Data Science-ML Ops Engineer
We are seeking a highly capable Senior ML Engineer / MLOps Engineer with strong experience in building, deploying, and scaling machine learning systems in production. The ideal candidate will have hands-on expertise across the end-to-end ML lifecycle, including data pipelines, model development, deployment, and monitoring, along with a strong foundation in cloud-native architectures. This role requires close collaboration with data scientists and stakeholders to operationalize ML models for business-critical use cases such as personalization, recommendations, and NLP, while ensuring scalability, reliability, and performance in production environments.
Design, develop, and deploy end-to-end ML pipelines covering data ingestion, transformation, feature engineering, model training, evaluation, and production deployment. Deploy and scale ML models on cloud platforms such as AWS (SageMaker, EKS, Lambda) or GCP (Vertex AI, GKE, Cloud Functions), ensuring robust and cost-efficient architectures. Build and maintain CI/CD/CT pipelines using tools like GitHub Actions, Jenkins, or cloud-native services to automate model training, testing, and deployment. Containerize applications using Docker and orchestrate using Kubernetes, while managing infrastructure through Terraform or CloudFormation.

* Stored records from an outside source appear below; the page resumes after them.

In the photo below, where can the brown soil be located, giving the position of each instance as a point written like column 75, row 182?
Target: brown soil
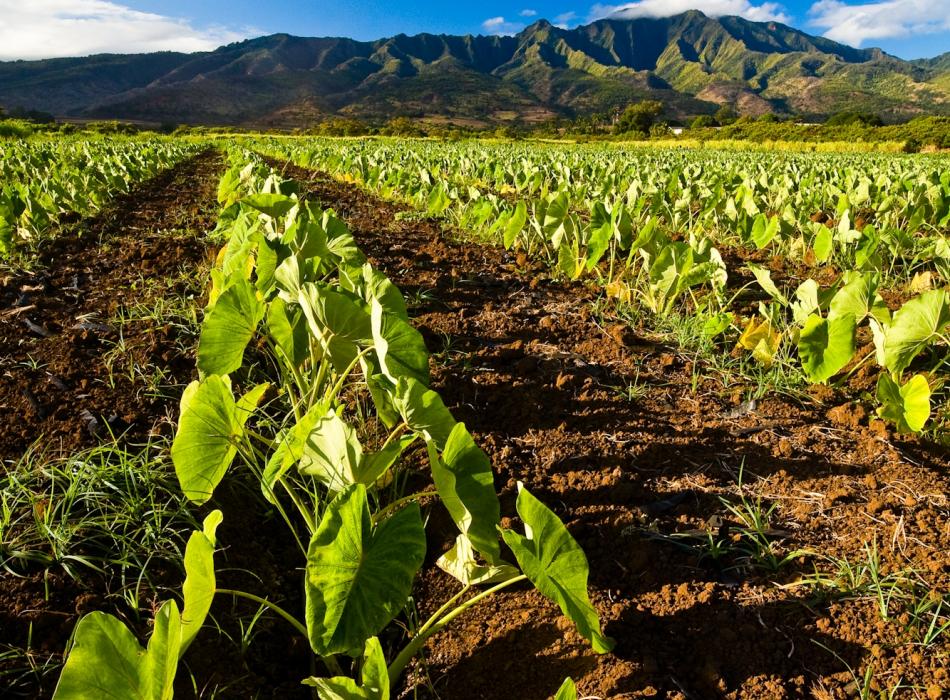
column 534, row 374
column 64, row 358
column 65, row 382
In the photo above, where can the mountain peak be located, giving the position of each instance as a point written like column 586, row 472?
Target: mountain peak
column 691, row 62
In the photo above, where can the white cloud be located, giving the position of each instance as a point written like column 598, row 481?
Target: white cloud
column 54, row 28
column 500, row 27
column 757, row 12
column 563, row 19
column 855, row 24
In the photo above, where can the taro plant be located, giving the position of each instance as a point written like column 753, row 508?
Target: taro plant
column 292, row 292
column 106, row 660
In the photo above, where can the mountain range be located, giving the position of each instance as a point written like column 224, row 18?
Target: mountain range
column 690, row 62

Implement model lifecycle management practices, including model registries, versioning, and feature stores (e.g., MLflow, Feast), and establish strong observability frameworks using Prometheus and Grafana. Develop monitoring systems to track ML performance metrics, data drift, model drift, and overall model health, ensuring timely retraining and optimization. Build scalable data pipelines using Airflow, Spark, and SQL, and work with orchestration tools such as Apache Airflow or AWS Step Functions. Collaborate closely with data scientists to productionize ML models for real-time and batch inference, enable A/B testing where applicable, and ensure smooth delivery of client-facing solutions. Provide mentorship to junior engineers and drive adoption of best practices in MLOps and software engineering.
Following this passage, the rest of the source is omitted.